Сожженные мосты часть 6 - Александр Афанасьев
Шрифт:
Интервал:
Закладка:
Доктор растерянно заморгал
– Ну, если вы так ставите вопрос, сэр… Тогда конечно. Итак: избегайте флегматиков, потому что они менее всего склонны к эмоциям, а это нам в минус. Из оставшихся… Примерно обрисуйте, чем занимаются эти люди?
– Эти люди специально отбираются и проверяются спецслужбой. Невротиков, потенциальных психопатов, и даже просто людей, у которых есть проблемы в личной и семейной жизни – вы не найдете. С той стороны тоже есть психологи и не простые.
– То есть эти люди проходят психологическое тестирование?
– Да.
– Как часто.
– Предполагаем из худшего – раз в несколько дней.

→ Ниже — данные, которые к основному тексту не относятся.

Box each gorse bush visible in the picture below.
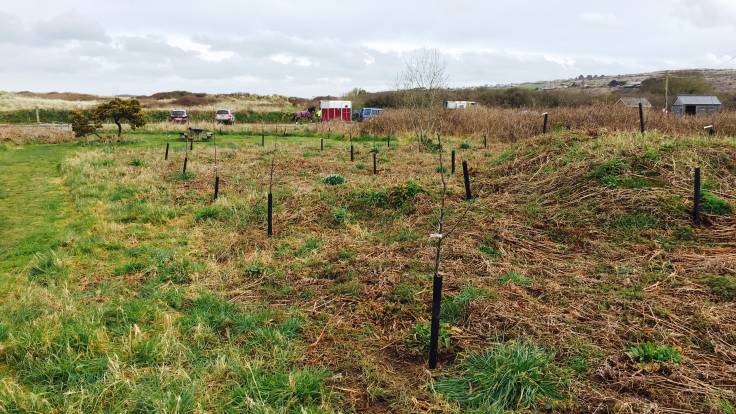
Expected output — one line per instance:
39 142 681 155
435 341 566 413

Возможно даже, этот человек будет вынужден пройти тестирование после нашего вмешательства. Если следы вмешательства заметят – план будет сорван.
– Как интересно… Вы даете мне задачу, которую я не могу отказаться решать, хотя бы из чувства профессиональной гордости.
Сэр Джеффри улыбнулся
– На это и рассчитано, сэр. Я тоже кое-что понимаю в психотехнике.
– Да, да… Хорошо. Тогда я, прежде всего, попробую поставить себя на место психотестера с противоположной стороны. У него есть ограничения?
– Какого рода?
– Например – на количество исходного материала.
– Нет. Выбор предельно широк.
– Интересно… на схему тестирования?
– Любые законные методы, включая полиграф, тест Роршаха и все остальное.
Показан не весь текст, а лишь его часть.